Diaspidiotus ostreaeformis (Curtis)
(Sometimes placed in the genus Quadraspidiotus).
Common name: European fruit scale.
Geographic distribution: Cosmopolitan, widely distributed in the Palearctic region. CAB International 2002, Distribution Maps of Pests, #636.
Host plants: Polyphagous, especially deciduous Rosaceous trees.
Morphology: The dorsal macroducts are one-barred. Female body yellow, about 1.4 mm long, pear-shaped, pygidium with two convergent lobes, second lobe with an external notch; the third lobe a small round projection. One pair of paraphyses places between the median and second lobes, another near the reduced third lobe. With 2-3 broad, fimbriate plates placed beyond the third lobe. The anus is located between the median lobes and the vulva. The Perivulvar pores in five groups. The female shield](entry/Shield) is circular, slightly convex, grey-brown, 1.5-1.9 mm in diameter, margins sometimes paler. The juveniles exuviae are brighter, slightly off-centre. The shield of the male is grey, elongated, bearing at one end the exuvium of the crawler.
Life history: The European fruit scale is univoltine. During winter the second-stage nymph are in diapause till spring. They then molt and mate, and females lay eggs (60-160/female). The emerging crawlers infest mostly tree bark, stems and branches and sometimes early fruits.
Economic importance: Economic losses due to D. ostreaeformis on different fruit tree crops are difficult to assess. Heavy infestations may cause branches to die, the trees to lose vigour, and to curtain their productive lives.

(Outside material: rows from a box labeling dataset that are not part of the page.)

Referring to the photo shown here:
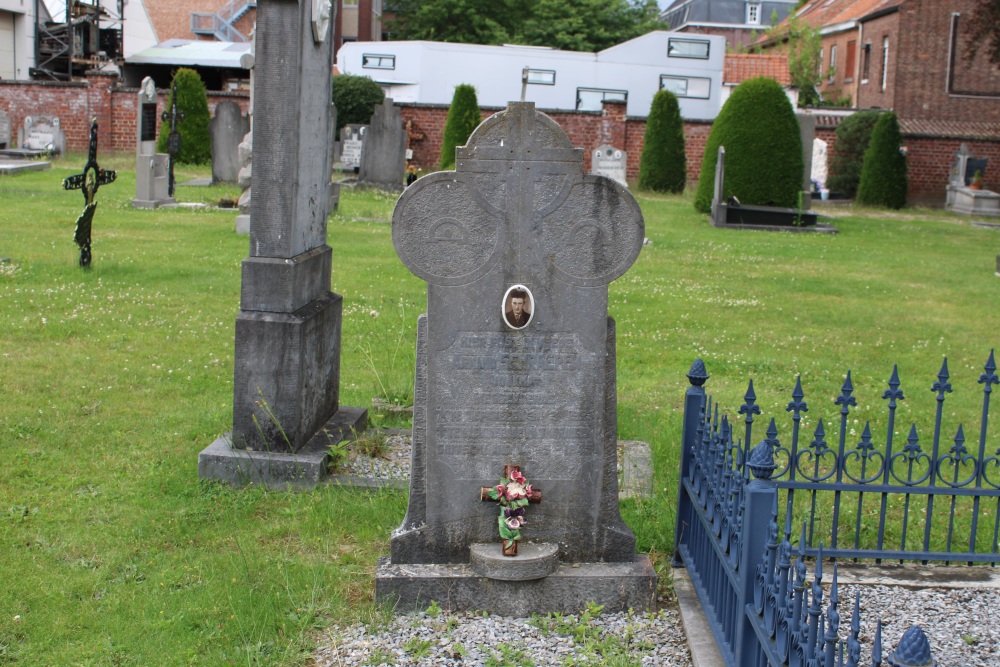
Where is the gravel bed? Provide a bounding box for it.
[313,609,692,667]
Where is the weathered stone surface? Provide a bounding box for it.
[358,97,406,191]
[208,100,250,183]
[375,555,656,617]
[590,144,628,187]
[391,103,643,565]
[469,542,559,581]
[132,76,174,208]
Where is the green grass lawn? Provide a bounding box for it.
[0,156,1000,665]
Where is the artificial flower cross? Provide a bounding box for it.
[479,465,542,556]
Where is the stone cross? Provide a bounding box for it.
[63,118,118,268]
[161,83,184,197]
[391,102,644,564]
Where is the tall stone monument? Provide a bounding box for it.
[198,0,367,486]
[358,97,406,192]
[376,102,656,615]
[132,76,174,208]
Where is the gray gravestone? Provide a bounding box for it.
[208,100,250,183]
[590,144,628,187]
[18,114,66,154]
[358,97,406,191]
[0,109,10,148]
[340,124,368,171]
[376,102,656,614]
[198,0,367,485]
[132,76,174,208]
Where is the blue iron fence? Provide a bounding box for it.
[675,351,1000,667]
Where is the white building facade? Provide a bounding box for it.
[337,31,726,120]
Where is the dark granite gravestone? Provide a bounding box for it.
[198,0,367,486]
[208,100,250,183]
[376,102,656,614]
[132,76,174,208]
[358,97,406,191]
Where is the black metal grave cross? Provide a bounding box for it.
[160,83,184,197]
[63,118,118,268]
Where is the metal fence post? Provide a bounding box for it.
[673,359,708,567]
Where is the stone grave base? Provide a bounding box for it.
[132,197,177,209]
[375,552,656,617]
[198,407,368,489]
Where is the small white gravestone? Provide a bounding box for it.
[591,144,628,187]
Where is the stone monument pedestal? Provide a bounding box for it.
[375,542,656,617]
[950,187,1000,218]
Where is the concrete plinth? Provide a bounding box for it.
[375,554,656,617]
[198,407,368,489]
[469,542,559,581]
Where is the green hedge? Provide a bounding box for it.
[826,111,881,198]
[639,90,687,193]
[695,77,803,213]
[156,67,212,164]
[333,74,385,139]
[438,83,482,169]
[857,111,908,209]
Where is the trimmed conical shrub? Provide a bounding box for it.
[857,111,908,209]
[639,90,687,193]
[694,77,803,213]
[439,83,482,169]
[156,67,212,164]
[826,111,881,199]
[333,74,385,139]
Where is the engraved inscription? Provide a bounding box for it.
[434,332,600,480]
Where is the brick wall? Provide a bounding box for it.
[0,75,1000,203]
[0,73,250,152]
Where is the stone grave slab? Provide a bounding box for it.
[591,144,628,187]
[358,97,406,192]
[18,114,66,154]
[208,100,250,183]
[376,102,656,614]
[132,76,174,208]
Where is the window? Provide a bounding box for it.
[361,53,396,69]
[844,41,858,81]
[879,35,889,91]
[667,39,709,60]
[660,74,712,100]
[524,67,556,86]
[576,88,628,111]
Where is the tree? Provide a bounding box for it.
[386,0,660,51]
[857,111,908,209]
[694,77,804,213]
[439,83,482,169]
[639,90,687,193]
[767,16,822,107]
[333,74,385,137]
[965,0,1000,65]
[826,111,881,198]
[156,67,212,164]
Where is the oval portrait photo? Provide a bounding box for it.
[502,285,535,329]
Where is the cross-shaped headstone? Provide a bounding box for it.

In addition, scale infestation of fruits results in red spots.
Monitoring: Weekly examinations of bark for scales in the spring, and presence of red spots on fruits (which may also be due to Q. perniciosus or to Parlatoria oleae. Recording crawlers on sticky bands wrapped around tree branches.
crawlers on shelter trees as large as the birches and alders in these trials would present a major hazard to adjacent orchards
Horticultural control: Avoiding susceptible trees in shelter belts around orchards. Conifers and Carpinus betulus L. appear to be resistant to the pest, thus more suitable.
Chemical control: Oil treatments in spring, used against other overwintering pests, may also reduce scale numbers. Spring sprays with mineral oils and an insect growth regulator, or with an organophosphate were effective.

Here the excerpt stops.